Wednesday, March 7, 2012

Ideas that start fiction ideas #5: Footnote to the previous, not much about global warming but quite a bit about math

I'm not really very good at math, at least not by the standards of the people I know who are good at it.  Partly that's because I'm a statistician at heart; I don't really believe in immutable numbers, but likely ones, and every number to me, including my street address, seems like "give or take" should be attached to it.

My street address says the building is right on the northeast corner with 13th Avenue, but my office is almost 15 yards north of 13th Avenue, and in Denver blocks that should be 1302, not the 1300 that the building is numbered, and besides the building entrance is even further north, through a door that's at about 1314.  It seems to me that an average of those numbers would be more informative, but just try to get them to deliver mail to 1305 1/3, give or take 7 1/2.

I'm also not particularly talented musically.  With effort I can sing on pitch, I learned a couple of instruments in a half-hearted way, and mostly I use music as Muzak, killing ambient noise that's distracting.  But with the little bit of musical gift I've got, I love the stuff, have always enjoyed directing musicals and taken pleasure in what I manage to understand of what I hear.

And that's more or less how I feel about math; I can perceive it just well enough to envy the people who really have the gift.

What brought these particular thoughts up is David McConnell's  piece about teaching math to longterm prisoners at Riker's Island.

Teaching students with Major Math Issues in an environment that wasn't able to be nearly as supportive as it needed to be, I've had some similar moments, and I have to agree with what I think is McConnell's sneaky little point: you can sell usefulness all you want, but it's only beauty that brings them home.

And again, if it were music, you could put a vast amount of effort into a music appreciation class telling students that if they understood music, they'd be able to socialize better, thus enhancing their personal networks for success.  "It may look useless but it's the gateway to being able to make small talk with your boss's wife when you're sucking up for a promotion."  Or you could just tell them it was beautiful.

So that model I showed you all yesterday is a stepping stone to an eventual novel, title so far unknown, characters unimagined, plot to be worked out once there's a premise, which might start to emerge from the model in the next installment.

And yet I understand the people who drop me incredulous notes saying, you really do that sort of thing?

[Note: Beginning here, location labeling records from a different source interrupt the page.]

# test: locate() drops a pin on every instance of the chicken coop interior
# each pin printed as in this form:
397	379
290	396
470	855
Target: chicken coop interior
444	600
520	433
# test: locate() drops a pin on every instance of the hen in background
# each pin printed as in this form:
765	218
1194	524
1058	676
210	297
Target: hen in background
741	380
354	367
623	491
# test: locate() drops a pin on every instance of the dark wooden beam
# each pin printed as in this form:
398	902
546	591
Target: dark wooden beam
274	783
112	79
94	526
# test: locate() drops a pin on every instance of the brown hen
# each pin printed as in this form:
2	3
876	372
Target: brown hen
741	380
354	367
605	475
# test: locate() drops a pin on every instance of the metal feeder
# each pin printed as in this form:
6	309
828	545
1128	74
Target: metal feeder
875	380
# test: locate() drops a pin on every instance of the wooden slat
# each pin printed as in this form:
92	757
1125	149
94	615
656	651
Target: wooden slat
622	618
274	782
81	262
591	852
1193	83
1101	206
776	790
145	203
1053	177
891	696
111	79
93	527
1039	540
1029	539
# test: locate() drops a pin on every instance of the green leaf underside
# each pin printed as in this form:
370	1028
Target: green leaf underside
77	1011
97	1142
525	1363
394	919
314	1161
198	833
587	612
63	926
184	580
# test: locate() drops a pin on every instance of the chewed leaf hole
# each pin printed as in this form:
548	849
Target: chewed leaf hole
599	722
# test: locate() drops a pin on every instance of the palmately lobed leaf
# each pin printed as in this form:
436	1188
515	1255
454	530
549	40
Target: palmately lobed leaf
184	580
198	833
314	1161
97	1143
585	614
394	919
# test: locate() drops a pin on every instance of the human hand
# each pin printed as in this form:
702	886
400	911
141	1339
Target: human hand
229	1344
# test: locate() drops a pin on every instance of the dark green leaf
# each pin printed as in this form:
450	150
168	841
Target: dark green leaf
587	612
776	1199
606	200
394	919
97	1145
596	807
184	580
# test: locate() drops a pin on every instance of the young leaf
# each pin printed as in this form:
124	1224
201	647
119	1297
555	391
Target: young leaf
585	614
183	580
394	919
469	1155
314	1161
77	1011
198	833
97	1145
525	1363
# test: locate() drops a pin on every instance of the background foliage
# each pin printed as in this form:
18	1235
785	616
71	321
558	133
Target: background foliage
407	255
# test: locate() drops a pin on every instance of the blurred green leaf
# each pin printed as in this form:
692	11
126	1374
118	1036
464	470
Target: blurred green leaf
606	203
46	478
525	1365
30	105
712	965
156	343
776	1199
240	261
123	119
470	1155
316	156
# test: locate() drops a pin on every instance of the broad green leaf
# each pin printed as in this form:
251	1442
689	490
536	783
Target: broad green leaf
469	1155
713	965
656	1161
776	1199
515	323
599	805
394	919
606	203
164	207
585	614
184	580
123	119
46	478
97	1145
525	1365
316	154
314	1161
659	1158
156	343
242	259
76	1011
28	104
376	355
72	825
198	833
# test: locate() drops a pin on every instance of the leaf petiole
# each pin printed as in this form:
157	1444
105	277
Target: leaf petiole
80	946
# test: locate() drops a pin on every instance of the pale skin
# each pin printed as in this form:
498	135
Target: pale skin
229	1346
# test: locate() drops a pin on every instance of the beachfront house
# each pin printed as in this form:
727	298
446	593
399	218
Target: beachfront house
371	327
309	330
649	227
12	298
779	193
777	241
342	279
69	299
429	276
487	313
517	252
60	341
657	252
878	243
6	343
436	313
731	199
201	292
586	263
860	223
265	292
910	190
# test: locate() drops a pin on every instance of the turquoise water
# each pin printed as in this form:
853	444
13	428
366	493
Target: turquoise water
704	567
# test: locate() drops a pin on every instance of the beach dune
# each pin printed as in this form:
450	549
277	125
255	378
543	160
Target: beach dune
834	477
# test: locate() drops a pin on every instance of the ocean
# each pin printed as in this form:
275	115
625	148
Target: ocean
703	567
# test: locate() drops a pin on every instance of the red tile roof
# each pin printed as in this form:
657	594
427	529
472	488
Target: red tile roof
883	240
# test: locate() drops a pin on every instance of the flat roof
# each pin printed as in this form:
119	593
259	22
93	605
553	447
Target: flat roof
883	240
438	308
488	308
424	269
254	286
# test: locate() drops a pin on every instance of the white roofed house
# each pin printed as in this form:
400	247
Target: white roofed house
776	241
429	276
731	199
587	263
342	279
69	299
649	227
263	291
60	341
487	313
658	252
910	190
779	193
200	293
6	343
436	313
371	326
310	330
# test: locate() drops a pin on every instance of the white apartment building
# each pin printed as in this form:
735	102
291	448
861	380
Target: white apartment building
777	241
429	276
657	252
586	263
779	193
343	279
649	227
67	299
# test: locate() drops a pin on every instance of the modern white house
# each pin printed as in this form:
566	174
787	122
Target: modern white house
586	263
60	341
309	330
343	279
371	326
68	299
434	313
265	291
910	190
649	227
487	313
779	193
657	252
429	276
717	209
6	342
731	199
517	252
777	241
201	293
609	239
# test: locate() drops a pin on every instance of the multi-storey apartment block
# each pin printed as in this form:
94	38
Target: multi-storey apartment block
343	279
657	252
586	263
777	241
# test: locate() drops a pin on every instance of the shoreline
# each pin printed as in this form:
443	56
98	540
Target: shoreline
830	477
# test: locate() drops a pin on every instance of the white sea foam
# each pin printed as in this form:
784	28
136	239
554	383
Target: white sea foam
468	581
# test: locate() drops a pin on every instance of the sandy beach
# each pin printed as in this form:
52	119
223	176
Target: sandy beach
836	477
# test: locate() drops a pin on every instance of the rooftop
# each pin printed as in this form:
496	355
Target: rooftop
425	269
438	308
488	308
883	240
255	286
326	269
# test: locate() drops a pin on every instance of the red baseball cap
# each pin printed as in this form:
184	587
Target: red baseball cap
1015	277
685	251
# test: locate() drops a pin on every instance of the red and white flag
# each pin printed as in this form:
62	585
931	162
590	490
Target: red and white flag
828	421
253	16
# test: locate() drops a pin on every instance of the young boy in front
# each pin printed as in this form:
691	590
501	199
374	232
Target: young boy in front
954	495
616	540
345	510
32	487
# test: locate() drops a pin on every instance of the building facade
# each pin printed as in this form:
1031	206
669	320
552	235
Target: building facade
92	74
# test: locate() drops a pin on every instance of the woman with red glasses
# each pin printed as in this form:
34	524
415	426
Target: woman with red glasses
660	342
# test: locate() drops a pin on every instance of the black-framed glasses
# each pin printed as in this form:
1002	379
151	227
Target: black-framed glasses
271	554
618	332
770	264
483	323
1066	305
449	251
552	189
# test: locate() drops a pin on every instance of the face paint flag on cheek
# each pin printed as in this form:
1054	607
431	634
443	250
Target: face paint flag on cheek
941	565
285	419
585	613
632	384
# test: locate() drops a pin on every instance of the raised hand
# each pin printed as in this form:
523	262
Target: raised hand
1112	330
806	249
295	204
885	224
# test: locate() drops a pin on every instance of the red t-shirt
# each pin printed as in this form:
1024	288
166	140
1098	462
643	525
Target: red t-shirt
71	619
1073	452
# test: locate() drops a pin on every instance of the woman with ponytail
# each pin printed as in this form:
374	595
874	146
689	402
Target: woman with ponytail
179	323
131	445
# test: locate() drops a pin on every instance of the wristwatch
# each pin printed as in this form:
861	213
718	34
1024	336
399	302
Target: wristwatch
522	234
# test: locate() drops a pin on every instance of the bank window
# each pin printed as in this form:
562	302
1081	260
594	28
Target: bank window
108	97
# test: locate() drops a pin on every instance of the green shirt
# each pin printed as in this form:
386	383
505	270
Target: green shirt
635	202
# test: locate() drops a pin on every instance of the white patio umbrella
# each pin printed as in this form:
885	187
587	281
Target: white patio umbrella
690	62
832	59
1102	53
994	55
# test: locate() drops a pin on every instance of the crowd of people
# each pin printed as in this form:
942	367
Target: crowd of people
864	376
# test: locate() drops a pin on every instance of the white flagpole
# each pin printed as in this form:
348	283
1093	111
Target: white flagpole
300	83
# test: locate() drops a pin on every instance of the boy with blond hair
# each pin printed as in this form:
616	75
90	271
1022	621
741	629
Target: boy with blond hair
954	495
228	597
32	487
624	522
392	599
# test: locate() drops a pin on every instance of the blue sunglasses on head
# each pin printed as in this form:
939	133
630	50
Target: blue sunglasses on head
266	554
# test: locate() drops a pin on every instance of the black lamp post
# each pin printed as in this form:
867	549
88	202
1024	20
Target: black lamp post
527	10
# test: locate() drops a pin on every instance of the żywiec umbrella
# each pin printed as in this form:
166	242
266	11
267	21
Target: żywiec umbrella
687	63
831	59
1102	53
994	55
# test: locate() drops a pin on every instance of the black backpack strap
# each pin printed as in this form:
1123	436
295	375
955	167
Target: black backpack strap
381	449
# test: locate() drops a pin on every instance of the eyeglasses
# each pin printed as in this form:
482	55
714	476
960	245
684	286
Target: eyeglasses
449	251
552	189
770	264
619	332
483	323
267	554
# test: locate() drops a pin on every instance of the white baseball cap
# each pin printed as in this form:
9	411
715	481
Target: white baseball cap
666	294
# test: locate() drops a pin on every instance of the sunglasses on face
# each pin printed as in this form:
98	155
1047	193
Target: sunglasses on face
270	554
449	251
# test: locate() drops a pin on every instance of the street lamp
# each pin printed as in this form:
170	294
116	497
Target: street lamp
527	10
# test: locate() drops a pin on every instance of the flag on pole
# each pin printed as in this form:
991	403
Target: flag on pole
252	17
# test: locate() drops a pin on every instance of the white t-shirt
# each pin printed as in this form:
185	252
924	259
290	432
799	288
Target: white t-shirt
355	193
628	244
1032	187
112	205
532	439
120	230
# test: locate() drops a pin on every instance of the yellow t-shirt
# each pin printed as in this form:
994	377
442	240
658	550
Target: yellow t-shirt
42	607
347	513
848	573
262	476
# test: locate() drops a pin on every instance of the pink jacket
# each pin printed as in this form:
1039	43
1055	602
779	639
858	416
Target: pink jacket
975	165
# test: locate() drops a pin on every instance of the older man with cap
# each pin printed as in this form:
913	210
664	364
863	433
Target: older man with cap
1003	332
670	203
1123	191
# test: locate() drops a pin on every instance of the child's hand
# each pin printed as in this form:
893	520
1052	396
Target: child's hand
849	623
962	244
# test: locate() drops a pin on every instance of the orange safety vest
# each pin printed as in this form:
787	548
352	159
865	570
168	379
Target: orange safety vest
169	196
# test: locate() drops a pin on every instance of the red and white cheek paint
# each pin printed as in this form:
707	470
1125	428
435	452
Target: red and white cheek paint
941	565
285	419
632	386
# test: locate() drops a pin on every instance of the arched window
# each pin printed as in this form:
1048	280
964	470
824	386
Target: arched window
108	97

Hey, if it were just to write a book, I wouldn't do it either.  I'd go consult the Handbook of Generic Fiction Settings and sit right down and type, "The old spacedog looked like he had the radsick bad, maybe was going to be in the recycler by noon, but when I stepped over him  to get into my office, he pulled a blaster from under his plasteel begging sign and said, 'Don't make no noise and you won't git hurt none, but you take me inside. I got something to tell you about the santorum mines on Epsilon Eridani IV, and it ain't nothin' they knows at that there Ministry of Astroresources."

It's just that some models sing, at least to me.  There's that moment when a pattern swims to the surface of the real-world data I start from, and suddenly I see a shape that extends to somewhere in the future, a bend in the river of time that could be there (and almost certainly isn't), and it's worth all the time genning things up and running tests of significance and all the rest.  No, I'm understating again: it's the bonus I get after all the fun of doing the stats.

It doesn't happen just when I'm modeling.  Out in the sea of data where we all float, there are so many unperceived patterns, like the way that some composers I know say that they feel like when they get what they're after, music that has existed since the beginning of time finds its way into our world through their instruments.

I've felt that shiver of insight and that moment of power that comes from perceiving that one particular department must be Malcontent Central within a company, or that the marketing intel people have accidentally profiled a whole category of people who would love the product if they knew it existed, or that with the simplest change of approach, this product could be drowning in love, but not because of the money anyone is going to make -- just the pleasure of feeling the doors of perception swing open for a moment.

Ask a musician or painter if the time they were paid the most was the best work they ever did.  Or let Danny Quinn (the folksinger who used to play in Tommy Makem's band, not the actor) explain it to you.  Somewhere out in that swamp of random jangling digits, a dimly sensed shape wants to stand up, become real, be the thing no one ever saw before.

So model or don't, build models or don't, write about it if you want to justify the time you spent or need to pay the bills for a faster processor and more memory and a better stats package ... but hear the music.  See the beauty happening.